How to garden when you rent: top tips for gardeners who rent — and what to buy according to tenancy length

Why garden if you’re renting? You’d be creating value for someone else if it wasn’t your home. It might be, but would it be wise to cut off your nose here? Matthew Pottage is the garden curator at RHS Wisley. He also rents in Fulham. He says, “We are the ones who have the garden to look at all day.” He adds that he decided to start gardening the space even though he didn’t know how much time it would take. People often say that they will start gardening when they have something. But in London, that might not be possible. You still have the space to learn and experiment in. Pottage shares his knowledge from a decade of gardening and renting in London in his new book, How to Garden When You Rental. These are his top tips for green-fingered renters. Your landlord might be hesitant about you making semi-permanent garden changes. Pottage recommends that you use containers. Pottage recommends inexpensive annual bedding plants like petunias or begonias for quick colour. They are easy to grow, readily available, and look great right away. They are easy to plant, readily available, and look great immediately. Pottage suggests the classics like cosmos, nasturtium and the climber Spanish flag (Ipomoea lobbyata) as well as the less common spider flower (Cleome hassleriana).
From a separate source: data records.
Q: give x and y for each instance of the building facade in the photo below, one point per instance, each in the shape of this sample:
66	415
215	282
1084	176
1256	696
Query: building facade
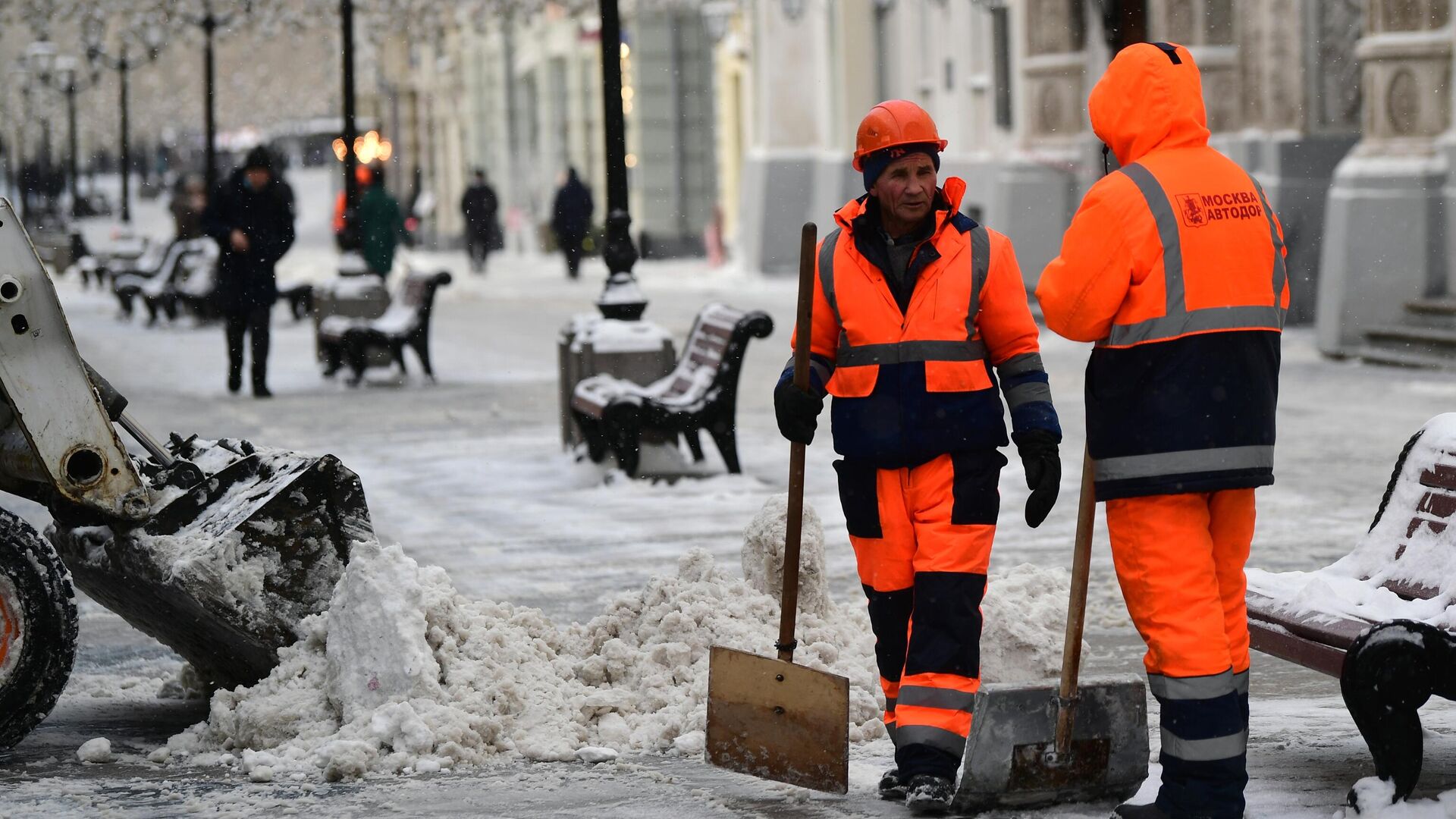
742	114
522	98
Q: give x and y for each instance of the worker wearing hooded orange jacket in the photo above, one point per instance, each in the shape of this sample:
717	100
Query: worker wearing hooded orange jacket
915	305
1174	265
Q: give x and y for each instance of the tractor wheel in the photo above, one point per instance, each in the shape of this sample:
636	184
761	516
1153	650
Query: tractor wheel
36	629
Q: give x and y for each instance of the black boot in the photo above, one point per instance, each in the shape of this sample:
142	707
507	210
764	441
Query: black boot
929	795
892	786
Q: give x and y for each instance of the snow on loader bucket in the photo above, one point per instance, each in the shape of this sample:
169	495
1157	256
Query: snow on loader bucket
223	573
215	548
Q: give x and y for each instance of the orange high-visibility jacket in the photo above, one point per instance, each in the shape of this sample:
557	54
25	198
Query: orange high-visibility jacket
1174	265
915	385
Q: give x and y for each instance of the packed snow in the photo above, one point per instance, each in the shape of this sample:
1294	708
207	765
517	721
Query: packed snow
402	672
468	474
96	751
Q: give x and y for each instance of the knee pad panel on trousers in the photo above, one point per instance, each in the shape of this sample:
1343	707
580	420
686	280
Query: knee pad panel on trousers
890	620
974	487
859	499
946	632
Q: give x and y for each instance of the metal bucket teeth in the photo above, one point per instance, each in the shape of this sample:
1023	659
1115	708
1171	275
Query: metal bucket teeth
223	572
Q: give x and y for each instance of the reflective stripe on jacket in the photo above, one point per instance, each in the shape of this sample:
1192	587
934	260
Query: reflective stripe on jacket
1174	265
918	384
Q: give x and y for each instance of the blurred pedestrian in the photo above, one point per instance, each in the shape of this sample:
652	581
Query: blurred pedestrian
344	235
188	202
381	224
251	219
571	219
482	232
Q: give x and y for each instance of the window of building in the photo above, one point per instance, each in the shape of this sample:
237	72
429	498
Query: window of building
1001	49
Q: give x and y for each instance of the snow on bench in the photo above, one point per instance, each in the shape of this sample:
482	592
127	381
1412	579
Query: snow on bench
347	340
161	284
1402	569
699	394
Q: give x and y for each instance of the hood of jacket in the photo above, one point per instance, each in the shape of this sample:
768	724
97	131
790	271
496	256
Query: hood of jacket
1147	102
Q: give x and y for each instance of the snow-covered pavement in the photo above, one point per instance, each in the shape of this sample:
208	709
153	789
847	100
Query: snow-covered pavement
469	474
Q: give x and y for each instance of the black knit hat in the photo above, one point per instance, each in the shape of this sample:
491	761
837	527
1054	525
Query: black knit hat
258	158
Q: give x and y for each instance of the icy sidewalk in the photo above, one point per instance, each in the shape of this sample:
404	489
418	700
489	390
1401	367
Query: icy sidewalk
469	475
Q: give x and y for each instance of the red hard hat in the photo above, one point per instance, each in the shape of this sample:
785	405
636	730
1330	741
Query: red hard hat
894	123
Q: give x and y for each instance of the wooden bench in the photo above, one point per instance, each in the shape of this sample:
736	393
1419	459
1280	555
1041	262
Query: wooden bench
701	394
158	287
1381	611
350	341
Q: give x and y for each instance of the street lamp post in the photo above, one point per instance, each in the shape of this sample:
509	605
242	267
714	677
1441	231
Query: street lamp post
210	22
620	297
209	112
67	74
152	36
351	188
36	66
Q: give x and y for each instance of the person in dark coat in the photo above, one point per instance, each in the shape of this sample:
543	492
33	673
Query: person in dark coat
481	229
571	219
251	219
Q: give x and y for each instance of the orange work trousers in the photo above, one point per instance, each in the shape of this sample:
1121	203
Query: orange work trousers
922	538
1180	560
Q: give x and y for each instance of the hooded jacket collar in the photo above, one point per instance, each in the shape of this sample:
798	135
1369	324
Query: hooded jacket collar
1147	102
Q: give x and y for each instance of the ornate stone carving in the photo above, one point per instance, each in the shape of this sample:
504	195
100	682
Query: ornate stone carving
1401	102
1335	71
1056	27
1052	107
1411	15
1219	22
1180	22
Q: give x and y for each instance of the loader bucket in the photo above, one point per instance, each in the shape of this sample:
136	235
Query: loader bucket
224	570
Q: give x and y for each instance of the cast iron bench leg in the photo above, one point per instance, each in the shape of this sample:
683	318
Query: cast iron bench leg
1389	672
695	445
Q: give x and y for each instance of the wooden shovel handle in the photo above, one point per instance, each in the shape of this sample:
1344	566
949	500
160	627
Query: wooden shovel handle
802	331
1076	607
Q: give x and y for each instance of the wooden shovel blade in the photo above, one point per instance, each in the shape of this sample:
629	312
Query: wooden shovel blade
778	720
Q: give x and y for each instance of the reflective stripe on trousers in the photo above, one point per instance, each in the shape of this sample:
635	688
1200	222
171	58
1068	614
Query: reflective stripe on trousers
1180	563
922	541
1203	706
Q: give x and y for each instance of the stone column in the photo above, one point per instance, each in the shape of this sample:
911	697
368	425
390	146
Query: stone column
1299	115
1034	200
1385	234
780	167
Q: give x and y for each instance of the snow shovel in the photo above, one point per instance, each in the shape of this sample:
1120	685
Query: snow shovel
1038	745
769	717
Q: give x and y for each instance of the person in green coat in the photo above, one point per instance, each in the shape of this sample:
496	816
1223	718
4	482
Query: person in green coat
381	224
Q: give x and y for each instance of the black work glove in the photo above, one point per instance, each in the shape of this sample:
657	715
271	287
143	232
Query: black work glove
797	413
1038	455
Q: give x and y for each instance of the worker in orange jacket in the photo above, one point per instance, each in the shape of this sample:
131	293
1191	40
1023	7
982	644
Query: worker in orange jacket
918	314
1174	265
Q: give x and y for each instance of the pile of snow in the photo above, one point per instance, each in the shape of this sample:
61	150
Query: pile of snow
1410	545
764	554
1373	800
96	751
402	673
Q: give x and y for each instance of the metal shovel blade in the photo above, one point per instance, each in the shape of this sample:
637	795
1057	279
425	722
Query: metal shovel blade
778	720
1009	760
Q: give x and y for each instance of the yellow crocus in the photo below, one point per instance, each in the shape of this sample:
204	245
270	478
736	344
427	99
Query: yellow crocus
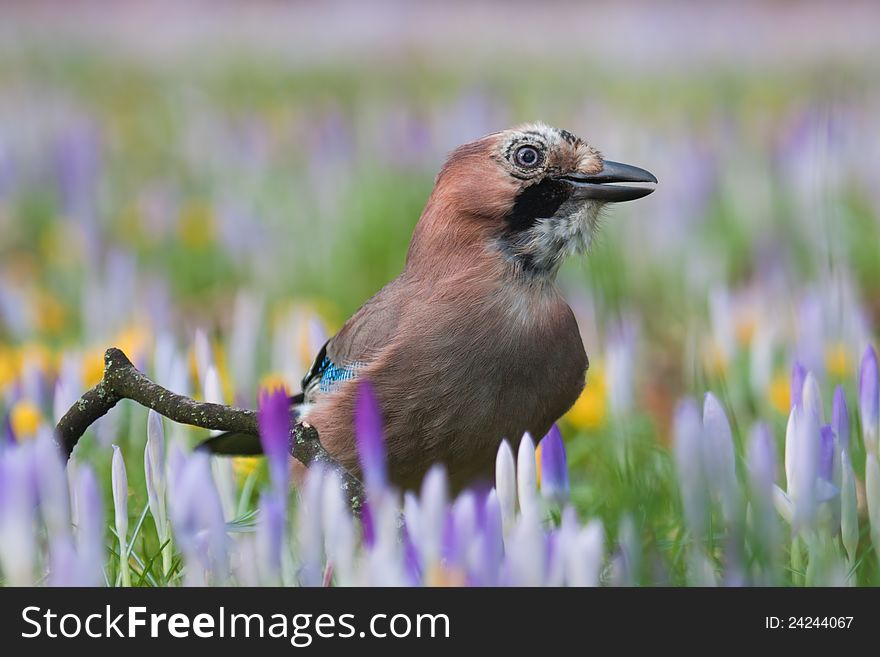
590	411
25	418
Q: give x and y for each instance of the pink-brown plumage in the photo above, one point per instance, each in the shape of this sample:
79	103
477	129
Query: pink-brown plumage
472	343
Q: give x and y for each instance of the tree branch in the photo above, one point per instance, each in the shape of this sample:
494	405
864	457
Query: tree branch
122	380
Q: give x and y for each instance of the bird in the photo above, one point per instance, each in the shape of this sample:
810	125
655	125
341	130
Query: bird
473	342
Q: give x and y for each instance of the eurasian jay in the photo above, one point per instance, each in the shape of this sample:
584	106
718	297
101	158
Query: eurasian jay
473	342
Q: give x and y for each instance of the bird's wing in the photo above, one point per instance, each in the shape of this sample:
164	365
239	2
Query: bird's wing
355	346
358	342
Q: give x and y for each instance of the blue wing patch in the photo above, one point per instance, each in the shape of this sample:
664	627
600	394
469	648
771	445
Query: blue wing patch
331	374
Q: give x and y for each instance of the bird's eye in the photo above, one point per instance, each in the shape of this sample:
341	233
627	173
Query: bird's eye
527	156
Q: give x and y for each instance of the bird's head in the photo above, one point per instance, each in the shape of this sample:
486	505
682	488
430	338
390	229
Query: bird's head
534	193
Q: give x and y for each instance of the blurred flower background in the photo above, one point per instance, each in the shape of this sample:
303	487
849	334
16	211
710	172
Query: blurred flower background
214	187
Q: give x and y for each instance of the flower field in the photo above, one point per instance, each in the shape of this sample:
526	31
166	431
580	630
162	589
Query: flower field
217	211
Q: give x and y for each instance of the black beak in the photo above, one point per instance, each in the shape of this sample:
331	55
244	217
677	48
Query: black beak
599	186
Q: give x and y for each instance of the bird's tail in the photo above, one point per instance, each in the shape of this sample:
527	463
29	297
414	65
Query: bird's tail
235	443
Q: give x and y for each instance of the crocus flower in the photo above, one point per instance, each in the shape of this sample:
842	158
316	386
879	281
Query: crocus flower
687	445
798	374
554	468
719	460
338	530
120	506
370	441
869	402
154	474
872	496
309	525
505	484
18	547
761	461
584	559
197	519
849	511
270	537
52	490
840	419
90	528
526	474
273	418
433	507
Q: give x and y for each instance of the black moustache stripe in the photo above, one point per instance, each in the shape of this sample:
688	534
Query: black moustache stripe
535	202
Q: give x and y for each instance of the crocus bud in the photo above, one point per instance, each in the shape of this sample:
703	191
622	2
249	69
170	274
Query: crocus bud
273	418
505	484
119	482
154	474
370	440
872	496
840	419
798	374
554	468
526	474
849	512
869	401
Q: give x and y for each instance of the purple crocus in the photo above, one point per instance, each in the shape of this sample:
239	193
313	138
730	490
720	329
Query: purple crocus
798	375
370	441
554	467
119	481
868	399
826	453
197	519
273	418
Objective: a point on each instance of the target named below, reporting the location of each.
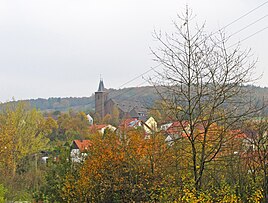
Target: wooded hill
(146, 95)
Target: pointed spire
(101, 86)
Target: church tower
(100, 100)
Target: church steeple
(101, 86)
(100, 99)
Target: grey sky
(59, 48)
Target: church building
(127, 108)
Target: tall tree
(203, 82)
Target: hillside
(146, 95)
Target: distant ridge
(146, 95)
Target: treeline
(29, 143)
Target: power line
(248, 25)
(246, 14)
(248, 37)
(234, 21)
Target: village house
(79, 149)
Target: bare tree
(204, 84)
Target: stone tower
(100, 100)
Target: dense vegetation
(145, 95)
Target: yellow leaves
(256, 197)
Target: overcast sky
(59, 48)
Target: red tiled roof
(83, 145)
(97, 127)
(177, 127)
(127, 122)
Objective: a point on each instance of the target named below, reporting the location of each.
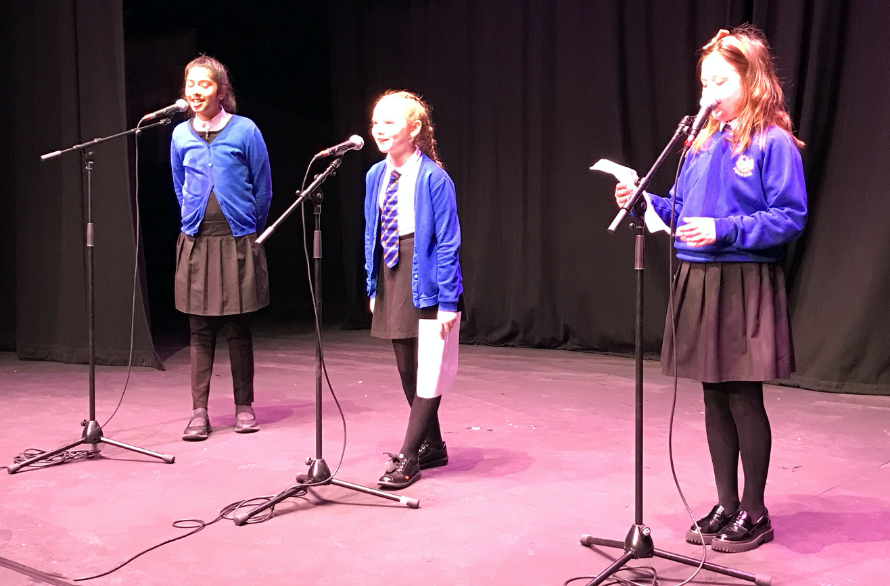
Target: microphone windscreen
(709, 102)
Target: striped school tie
(389, 232)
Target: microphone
(707, 106)
(354, 143)
(180, 106)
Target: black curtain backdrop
(277, 56)
(527, 95)
(7, 183)
(67, 71)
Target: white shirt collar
(216, 123)
(411, 165)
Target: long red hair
(417, 109)
(747, 50)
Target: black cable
(228, 511)
(197, 525)
(73, 455)
(673, 342)
(60, 458)
(318, 336)
(651, 577)
(135, 277)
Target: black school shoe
(401, 472)
(710, 525)
(743, 533)
(197, 429)
(430, 456)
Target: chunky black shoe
(245, 422)
(197, 430)
(743, 533)
(430, 456)
(710, 525)
(401, 472)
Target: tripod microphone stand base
(638, 545)
(92, 434)
(320, 475)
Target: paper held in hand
(629, 176)
(436, 358)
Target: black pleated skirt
(395, 316)
(220, 275)
(732, 323)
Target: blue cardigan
(235, 166)
(758, 199)
(435, 267)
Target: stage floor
(541, 448)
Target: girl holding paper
(412, 239)
(740, 198)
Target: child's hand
(446, 321)
(698, 232)
(623, 191)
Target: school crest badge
(744, 166)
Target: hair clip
(720, 34)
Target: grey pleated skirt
(395, 316)
(220, 275)
(732, 323)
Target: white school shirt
(218, 122)
(405, 193)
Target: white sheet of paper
(629, 176)
(436, 358)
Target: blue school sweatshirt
(758, 198)
(235, 166)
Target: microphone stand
(638, 544)
(319, 473)
(92, 432)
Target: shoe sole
(196, 437)
(398, 486)
(740, 546)
(693, 538)
(434, 463)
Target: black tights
(204, 330)
(737, 425)
(423, 424)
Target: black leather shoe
(743, 533)
(710, 525)
(401, 472)
(245, 422)
(430, 456)
(197, 430)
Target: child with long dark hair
(412, 238)
(224, 187)
(740, 198)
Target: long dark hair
(220, 75)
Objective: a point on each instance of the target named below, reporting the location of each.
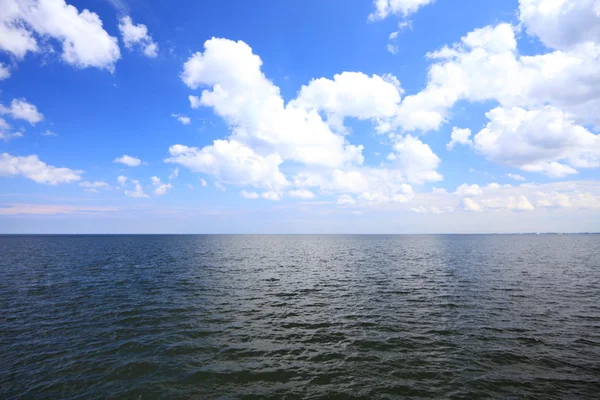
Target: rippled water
(300, 316)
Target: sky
(385, 116)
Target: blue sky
(393, 116)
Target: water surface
(486, 316)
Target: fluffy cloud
(21, 109)
(273, 196)
(159, 187)
(51, 209)
(516, 177)
(84, 41)
(182, 118)
(404, 8)
(267, 134)
(249, 195)
(351, 94)
(4, 72)
(137, 35)
(94, 187)
(232, 162)
(544, 140)
(253, 108)
(561, 24)
(128, 160)
(459, 136)
(33, 168)
(137, 192)
(301, 194)
(556, 196)
(468, 190)
(485, 65)
(416, 159)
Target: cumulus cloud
(84, 41)
(94, 187)
(308, 131)
(416, 159)
(561, 24)
(160, 188)
(21, 109)
(255, 111)
(468, 190)
(301, 194)
(33, 168)
(128, 160)
(516, 177)
(5, 136)
(543, 140)
(459, 136)
(138, 190)
(404, 8)
(182, 118)
(51, 209)
(273, 196)
(249, 195)
(4, 72)
(137, 36)
(231, 162)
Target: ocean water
(285, 317)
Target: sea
(300, 316)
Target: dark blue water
(205, 317)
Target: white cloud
(345, 199)
(84, 41)
(182, 118)
(469, 204)
(160, 188)
(128, 160)
(468, 190)
(4, 136)
(33, 168)
(231, 162)
(351, 94)
(253, 108)
(517, 203)
(138, 191)
(93, 187)
(4, 72)
(51, 209)
(404, 8)
(21, 109)
(543, 140)
(137, 35)
(265, 132)
(561, 24)
(417, 160)
(485, 65)
(301, 194)
(459, 136)
(249, 195)
(273, 196)
(516, 177)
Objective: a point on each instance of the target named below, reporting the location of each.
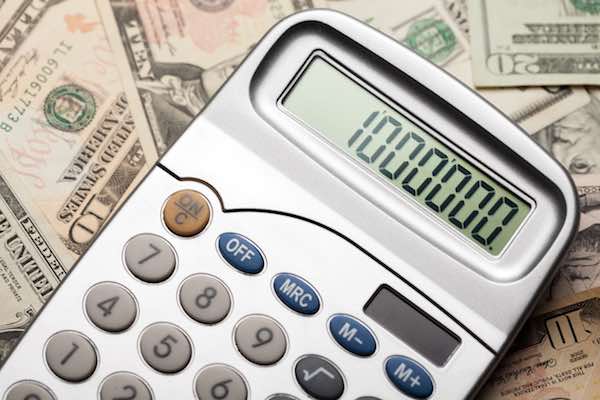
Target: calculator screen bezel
(498, 180)
(284, 63)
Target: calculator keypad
(205, 299)
(150, 258)
(260, 339)
(110, 307)
(165, 348)
(319, 377)
(220, 303)
(71, 356)
(124, 385)
(220, 382)
(29, 390)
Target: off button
(186, 213)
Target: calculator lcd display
(406, 156)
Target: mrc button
(352, 335)
(186, 213)
(409, 377)
(241, 253)
(296, 293)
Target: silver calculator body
(310, 276)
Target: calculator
(344, 220)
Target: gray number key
(71, 356)
(205, 299)
(220, 382)
(260, 339)
(124, 386)
(29, 390)
(165, 348)
(150, 258)
(110, 307)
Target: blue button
(352, 335)
(409, 377)
(296, 293)
(241, 253)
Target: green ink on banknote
(432, 39)
(69, 108)
(587, 6)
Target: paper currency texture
(535, 42)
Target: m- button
(186, 213)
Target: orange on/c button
(186, 213)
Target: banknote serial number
(35, 86)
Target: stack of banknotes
(93, 92)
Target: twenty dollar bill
(535, 42)
(556, 356)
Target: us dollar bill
(459, 11)
(535, 42)
(32, 264)
(574, 140)
(556, 356)
(580, 271)
(175, 55)
(70, 152)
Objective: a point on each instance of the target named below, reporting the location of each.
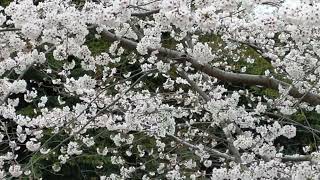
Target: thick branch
(214, 151)
(145, 14)
(235, 78)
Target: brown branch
(235, 78)
(9, 29)
(145, 14)
(214, 151)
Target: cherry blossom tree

They will be available for rent from November to November in London, starting in spring. Geum ‘Totally Tangerine” and red-hot pokers, (Kniphofia), put on better and bigger displays every year. You can easily divide them, so you can leave some behind and bring some with you when you move. If you have the space, you can grow perennials in the ground. You can also plant them together in large containers. Matthew Pottage is a Fulham garden curator. Keep them informed and send photos when there are any changes. Most landlords don’t like digging so you won’t be allowed to make any changes. There are many ways to work with what you have, rather than making major changes. Pottage says, “There is some soil left in the garden, where a tree has been planted and some small shrubs that we will take with us if we move.” Pottage claims he spent approximately GBP100 on plants he couldn’t take with his. “It’s very mean-spirited to take everything with you when you leave. He says it’s like moving house and removing the light bulbs. If you feel unfairly evicted you might decide that a scorched earth policy is the best option.